Mais loin de Lescure, que les Girondins alignent une ou deux pointes ne change rien. Trois fois cette saison, Pavon n´a évolué qu´avec un seul attaquant. A Marseille, à Bastia et à Saint-Etienne. Un choix tactique pour annihiler l´homme fort de chacun de ses adversaires. A Marseille pour contrarier le jeu long de Pedretti qui n´aime pas être pressé. A Bastia pour mettre sous l´éteignoir Sidibé, la rampe de lancement. A Saint-Etienne enfin pour contrecarrer les desseins d´un Feindouno, véritable chef d´orchestre. A chaque fois, le dispositif mis en place a fonctionné.
Comme un funambule. Malheureusement, les marine et blanc ne parviennent pas à trouver un juste équilibre entre très bien défendre et mieux attaquer. Comme si une sorte de retenue, voire de frilosité, les empêchait de mieux appréhender leurs coups d´attaque. L´escouade offensive est souvent coupée du reste de l´équipe. Dès lors, hormis un exploit individuel ou une fabuleuse naïveté adverse, il n´est guère évident de surprendre la vigilance du gardien d´en face. Même si, surprenant paradoxe, les chiffres semblent démentir cette idée. Avec 15 buts marqués, Ramé et les siens possèdent l´une des meilleures attaques françaises. Sauf à préciser que 9 de ses 15 réalisations, soit 60 %, ont été inscrites en deux rencontres, Nice ( 5-1) et Bastia ( 4-1). Deux matches références aux yeux du staff. Deux épiphénomènes au regard du parcours d´ensemble ?
Comme un funambule en plein milieu de parcours, on ne sait pas si les Girondins vont garder ce cap, démontrer plus de hardiesse ou manifester la peur du vide. Les prochaines échéances seront révélatrices.

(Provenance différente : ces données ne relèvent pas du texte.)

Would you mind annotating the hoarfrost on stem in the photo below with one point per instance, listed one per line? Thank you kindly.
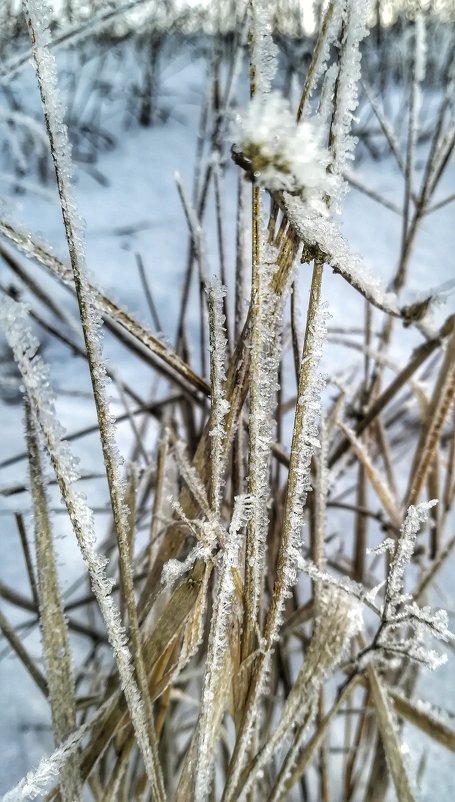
(285, 154)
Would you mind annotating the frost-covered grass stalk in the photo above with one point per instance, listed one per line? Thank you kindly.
(272, 556)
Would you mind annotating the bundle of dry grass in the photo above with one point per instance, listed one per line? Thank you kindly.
(240, 638)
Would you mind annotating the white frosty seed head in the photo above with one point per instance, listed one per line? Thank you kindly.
(284, 154)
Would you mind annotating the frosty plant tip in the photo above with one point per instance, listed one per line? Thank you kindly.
(284, 154)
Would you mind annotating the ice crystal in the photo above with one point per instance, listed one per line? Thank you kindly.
(265, 359)
(220, 405)
(35, 375)
(212, 707)
(354, 30)
(284, 154)
(264, 51)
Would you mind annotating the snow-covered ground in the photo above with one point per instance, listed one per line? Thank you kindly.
(140, 212)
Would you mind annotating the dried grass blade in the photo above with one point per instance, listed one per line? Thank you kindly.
(55, 639)
(389, 736)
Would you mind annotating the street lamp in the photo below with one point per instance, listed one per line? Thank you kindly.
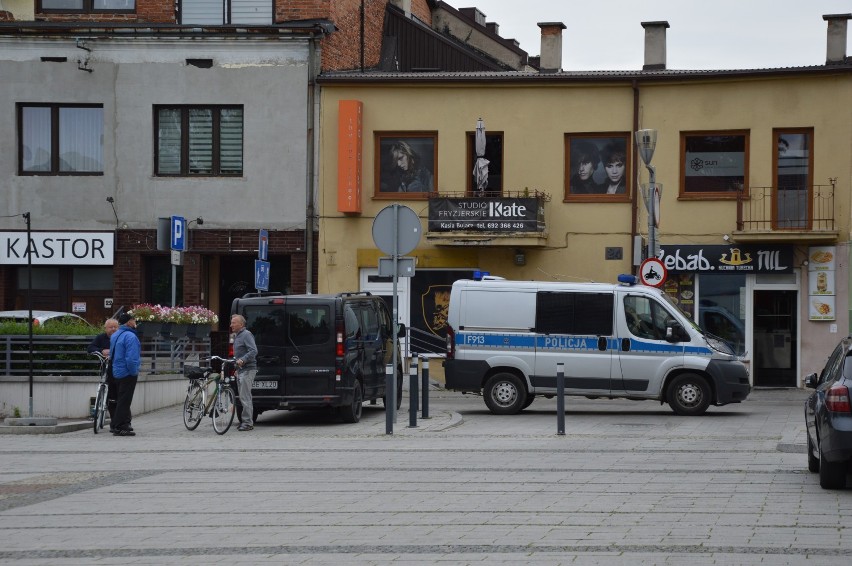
(646, 143)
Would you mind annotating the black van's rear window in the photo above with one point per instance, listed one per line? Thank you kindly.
(305, 324)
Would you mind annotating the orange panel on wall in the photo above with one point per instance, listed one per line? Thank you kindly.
(349, 155)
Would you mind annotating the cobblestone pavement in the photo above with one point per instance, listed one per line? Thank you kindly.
(629, 483)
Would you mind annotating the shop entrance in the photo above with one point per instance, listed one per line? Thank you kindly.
(774, 349)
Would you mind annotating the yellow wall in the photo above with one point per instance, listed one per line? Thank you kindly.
(534, 119)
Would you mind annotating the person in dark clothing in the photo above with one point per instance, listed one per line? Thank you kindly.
(100, 343)
(125, 351)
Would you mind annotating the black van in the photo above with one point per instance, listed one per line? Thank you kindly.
(320, 351)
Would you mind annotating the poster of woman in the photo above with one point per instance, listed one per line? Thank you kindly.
(406, 163)
(598, 165)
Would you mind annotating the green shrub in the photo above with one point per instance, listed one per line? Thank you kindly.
(52, 328)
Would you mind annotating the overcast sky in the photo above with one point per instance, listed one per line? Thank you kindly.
(720, 34)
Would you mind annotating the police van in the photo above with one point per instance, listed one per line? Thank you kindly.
(505, 339)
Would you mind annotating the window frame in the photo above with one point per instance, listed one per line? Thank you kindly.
(805, 223)
(600, 140)
(713, 195)
(495, 162)
(216, 162)
(88, 8)
(55, 108)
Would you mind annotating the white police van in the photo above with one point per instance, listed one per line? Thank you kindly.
(506, 338)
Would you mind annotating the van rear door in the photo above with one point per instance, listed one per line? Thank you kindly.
(576, 329)
(308, 349)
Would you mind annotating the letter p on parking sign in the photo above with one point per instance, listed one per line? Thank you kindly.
(178, 233)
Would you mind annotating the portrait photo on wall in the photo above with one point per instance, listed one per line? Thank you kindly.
(406, 164)
(598, 166)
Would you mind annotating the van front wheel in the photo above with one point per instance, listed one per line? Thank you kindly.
(689, 394)
(505, 394)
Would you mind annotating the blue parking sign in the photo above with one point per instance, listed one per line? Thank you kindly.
(178, 233)
(261, 275)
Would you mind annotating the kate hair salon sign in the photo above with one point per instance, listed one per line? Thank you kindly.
(485, 215)
(57, 248)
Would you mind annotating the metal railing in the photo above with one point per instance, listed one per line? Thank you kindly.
(766, 209)
(422, 342)
(66, 355)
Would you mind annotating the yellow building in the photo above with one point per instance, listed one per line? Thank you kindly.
(754, 211)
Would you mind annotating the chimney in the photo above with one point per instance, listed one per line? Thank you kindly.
(655, 45)
(404, 5)
(551, 46)
(835, 52)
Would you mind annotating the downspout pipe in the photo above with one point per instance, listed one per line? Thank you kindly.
(311, 147)
(634, 217)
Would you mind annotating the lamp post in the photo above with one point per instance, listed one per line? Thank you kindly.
(646, 143)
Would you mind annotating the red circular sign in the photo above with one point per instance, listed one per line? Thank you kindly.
(652, 272)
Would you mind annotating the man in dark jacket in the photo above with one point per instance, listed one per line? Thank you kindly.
(101, 344)
(125, 351)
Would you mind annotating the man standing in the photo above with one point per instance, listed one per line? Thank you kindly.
(101, 344)
(245, 352)
(125, 351)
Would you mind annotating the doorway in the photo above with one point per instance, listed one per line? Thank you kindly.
(775, 338)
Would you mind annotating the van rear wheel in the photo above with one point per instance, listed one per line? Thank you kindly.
(352, 412)
(505, 394)
(689, 395)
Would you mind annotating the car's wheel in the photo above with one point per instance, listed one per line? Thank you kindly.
(832, 475)
(688, 394)
(813, 461)
(352, 412)
(505, 394)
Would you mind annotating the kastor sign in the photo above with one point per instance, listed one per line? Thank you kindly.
(57, 248)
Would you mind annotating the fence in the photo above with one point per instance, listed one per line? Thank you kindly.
(67, 356)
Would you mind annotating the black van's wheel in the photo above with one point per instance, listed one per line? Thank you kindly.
(352, 413)
(505, 394)
(689, 394)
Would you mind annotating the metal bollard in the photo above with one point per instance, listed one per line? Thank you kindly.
(412, 390)
(390, 396)
(425, 373)
(560, 399)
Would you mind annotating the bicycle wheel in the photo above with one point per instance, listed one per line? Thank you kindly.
(193, 407)
(223, 410)
(100, 408)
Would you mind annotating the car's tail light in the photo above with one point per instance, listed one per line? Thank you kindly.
(837, 399)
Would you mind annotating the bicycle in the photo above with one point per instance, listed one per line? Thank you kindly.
(218, 404)
(101, 401)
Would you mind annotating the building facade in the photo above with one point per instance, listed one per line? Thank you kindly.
(752, 220)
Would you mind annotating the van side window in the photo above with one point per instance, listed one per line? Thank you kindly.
(369, 322)
(309, 324)
(646, 318)
(268, 325)
(574, 313)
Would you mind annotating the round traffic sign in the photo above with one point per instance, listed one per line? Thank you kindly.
(652, 272)
(396, 230)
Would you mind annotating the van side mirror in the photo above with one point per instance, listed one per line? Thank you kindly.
(811, 380)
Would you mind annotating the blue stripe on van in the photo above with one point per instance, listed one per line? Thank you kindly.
(531, 342)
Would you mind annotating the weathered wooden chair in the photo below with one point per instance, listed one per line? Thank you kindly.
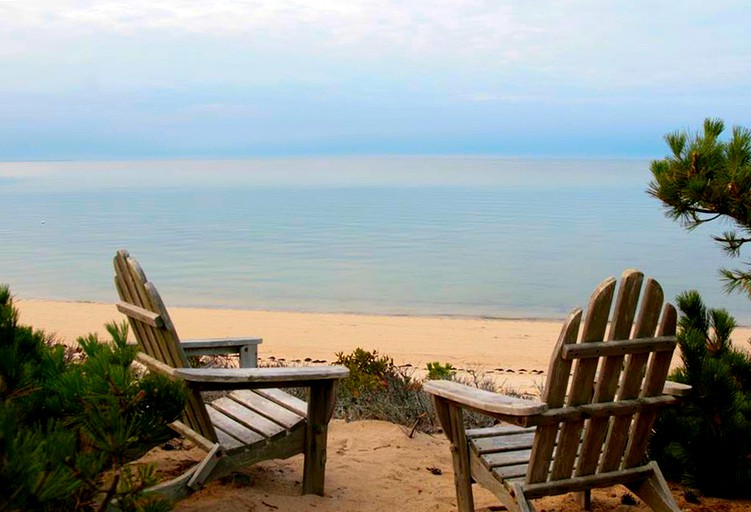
(592, 426)
(255, 422)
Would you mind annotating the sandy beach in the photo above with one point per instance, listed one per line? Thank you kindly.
(513, 352)
(371, 465)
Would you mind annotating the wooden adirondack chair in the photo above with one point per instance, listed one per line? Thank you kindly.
(255, 421)
(592, 426)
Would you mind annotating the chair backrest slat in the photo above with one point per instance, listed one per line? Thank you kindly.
(582, 383)
(581, 445)
(554, 395)
(157, 339)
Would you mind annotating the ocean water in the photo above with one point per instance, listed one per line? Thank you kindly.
(476, 236)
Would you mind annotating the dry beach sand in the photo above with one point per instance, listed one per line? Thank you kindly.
(372, 466)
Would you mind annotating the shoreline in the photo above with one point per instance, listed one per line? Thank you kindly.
(513, 352)
(213, 307)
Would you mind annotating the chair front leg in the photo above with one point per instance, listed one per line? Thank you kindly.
(452, 421)
(320, 410)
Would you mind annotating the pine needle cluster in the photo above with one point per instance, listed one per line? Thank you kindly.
(708, 178)
(706, 440)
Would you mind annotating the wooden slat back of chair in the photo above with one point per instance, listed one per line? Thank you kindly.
(158, 339)
(581, 447)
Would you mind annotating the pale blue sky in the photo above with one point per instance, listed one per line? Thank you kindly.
(183, 78)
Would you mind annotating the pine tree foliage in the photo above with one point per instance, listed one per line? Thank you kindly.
(707, 178)
(706, 440)
(69, 426)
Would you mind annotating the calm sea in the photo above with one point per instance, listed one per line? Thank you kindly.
(452, 235)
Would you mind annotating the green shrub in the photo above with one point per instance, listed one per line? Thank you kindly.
(368, 371)
(706, 440)
(438, 371)
(69, 426)
(378, 389)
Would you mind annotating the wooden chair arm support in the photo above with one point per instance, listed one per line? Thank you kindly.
(247, 378)
(211, 343)
(245, 348)
(676, 388)
(484, 401)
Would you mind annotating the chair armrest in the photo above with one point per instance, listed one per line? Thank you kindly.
(219, 342)
(235, 378)
(484, 401)
(246, 348)
(676, 388)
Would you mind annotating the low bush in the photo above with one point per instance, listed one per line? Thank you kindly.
(378, 389)
(706, 440)
(70, 425)
(438, 371)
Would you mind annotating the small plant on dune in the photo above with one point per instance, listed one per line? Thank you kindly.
(368, 371)
(706, 440)
(378, 389)
(438, 371)
(70, 425)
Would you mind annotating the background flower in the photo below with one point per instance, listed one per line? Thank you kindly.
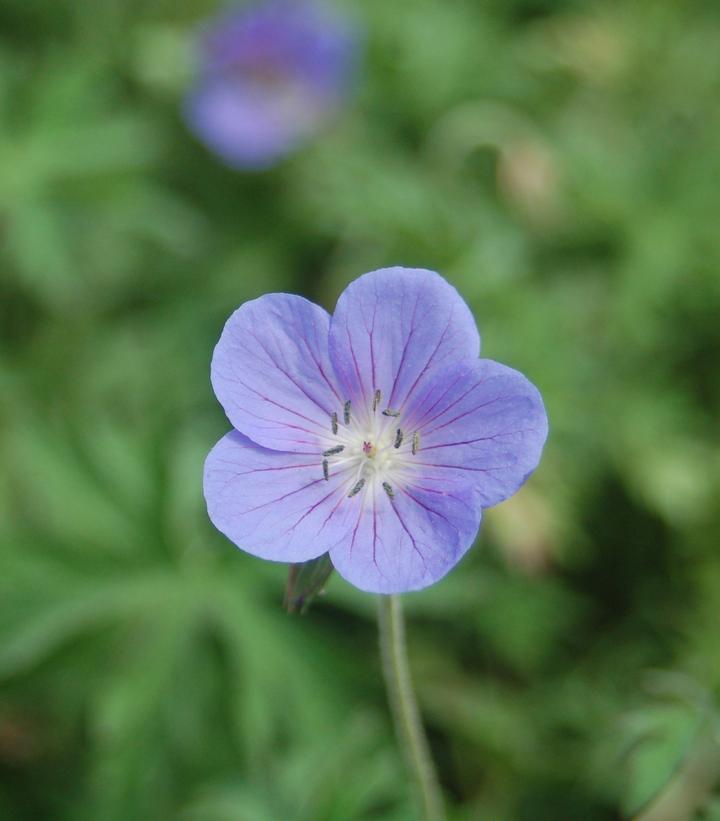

En effet, le calendrier s´annonce redoutable jusqu´à la trêve avec huit rencontres pas faciles du tout ( 1). Ces dernières saisons, les hommes au maillot paré du scapulaire ont toujours été plus à l´aise face aux gros bras. A eux de le démontrer une fois de plus.
( 1) Réceptions de Lens, samedi, puis Paris SG, Ajaccio et Lyon. Déplacements à Strasbourg, Nantes, Auxerre et Monaco.